Sklearn make_classification, Explained

With the rise of AI, machine learning has suddenly become very popular.

Machine learning has been around for decades, but machine learning systems are becoming increasingly important in a range of fields, from healthcare, to finance, to marketing.

Python, with a range of libraries for data science and ML, has arguably become the top language for machine learning. And the most popular machine learning library in Python is scikit-learn (often referred to as sklearn).

In this post, we’re going to take a close look at one particular function from scikit-learn: make_classification.

This tool helps us generate synthetic datasets for classification problems. This makes it very useful for practicing machine learning and evaluating machine learning algorithms.

We’ll look at what make_classification function does, how the syntax is structured, and I’ll also show you a simple example.

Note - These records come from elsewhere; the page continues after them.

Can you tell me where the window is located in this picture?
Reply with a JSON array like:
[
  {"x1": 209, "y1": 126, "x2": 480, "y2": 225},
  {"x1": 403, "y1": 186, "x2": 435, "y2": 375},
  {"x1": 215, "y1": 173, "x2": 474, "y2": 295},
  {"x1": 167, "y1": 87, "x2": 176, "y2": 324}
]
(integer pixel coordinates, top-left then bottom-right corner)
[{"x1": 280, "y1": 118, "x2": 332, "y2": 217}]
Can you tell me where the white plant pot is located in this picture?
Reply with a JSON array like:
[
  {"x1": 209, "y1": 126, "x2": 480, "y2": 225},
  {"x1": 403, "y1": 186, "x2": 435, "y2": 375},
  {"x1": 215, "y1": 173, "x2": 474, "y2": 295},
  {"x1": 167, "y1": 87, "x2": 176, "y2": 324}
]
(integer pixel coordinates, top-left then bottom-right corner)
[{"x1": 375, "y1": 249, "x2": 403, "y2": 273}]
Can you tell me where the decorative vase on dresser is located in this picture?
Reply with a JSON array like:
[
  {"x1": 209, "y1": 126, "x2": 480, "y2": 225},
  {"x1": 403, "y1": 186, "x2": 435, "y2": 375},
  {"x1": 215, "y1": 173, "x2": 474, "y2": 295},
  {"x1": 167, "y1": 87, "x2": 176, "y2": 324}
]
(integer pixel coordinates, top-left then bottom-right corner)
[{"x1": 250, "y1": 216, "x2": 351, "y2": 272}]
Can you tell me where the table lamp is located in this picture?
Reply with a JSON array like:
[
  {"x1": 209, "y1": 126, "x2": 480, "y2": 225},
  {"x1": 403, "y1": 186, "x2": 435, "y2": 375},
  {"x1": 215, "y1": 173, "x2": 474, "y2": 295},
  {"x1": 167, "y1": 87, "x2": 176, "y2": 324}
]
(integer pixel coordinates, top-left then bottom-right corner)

The blog post is divided into sections, and if you need anything specific, just click on one of the following links.

Table of Contents:

That said, let’s dive into the sklearn make_classification function.

A Quick Introduction to Sklearn make_classification

The sklearn make_classification function allows Python users to create datasets that they can use for classification models.

It allows you to make data with binary labels and multiclass labels.

For example, here is a plot of a binary dataset that I made with make_classification:

A scatterplot of a binary dataset, showing a set of blue points and red points.

(I’ll show you how to create this exact dataset later.)

And importantly, it provides functionality that allows you to specify things like:

  • the number of features
  • the number of classes
  • the number of informative features
  • the number of examples
  • … and many other details

Now that we’ve seen a brief overview of its capabilities, let’s delve deeper into the syntax of make_classification to understand how we can use it properly.

The Syntax of Sklearn make_classification

Here, I’m going to explain the syntax of the Scikit Learn make_classification function.

I’ll explain the high-level syntax, but also some of the details about the most important parameters.

A quick note

Everything I’m about to explain assumes that you have Scikit Learn installed on your machine, and that you’ve imported make_classification as follows:

from sklearn.datasets import make_classification

With that said, let’s look at the syntax.

make_classification syntax

The basic syntax, is very, very simple.

Assuming that you’ve imported the function as described above, you can call the function by typing make_classification().

An image of the syntax of the sklearn make_classification function.

There are a few important parameters as well that you can specify inside the parenthesis:

An image that shows the syntax for the most important parameters of the Scikit Learn make classification function, including n_samples, n_features, n_classes and n_informative.

In some sense, the parameters are the most important part of the function, because they determine the exact structure and content of the output dataset.

That being the case, let’s quickly discuss the important parameters.

The Parameters of make classification

The Scikit Learn make classification function has quite a few parameters, but I believe that the most important are:

  • n_samples
  • n_features
  • n_classes
  • n_informative
  • n_redundant
  • class_sep
  • n_clusters_per_class
  • random_state

Let’s look at each of these, one at a time.

n_samples (required)

The n_samples parameter controls the number of samples in the output dataset.

Said differently, it controls the number of examples (or, the number of rows of data, if you’re thinking of a simple row-and-column dataset).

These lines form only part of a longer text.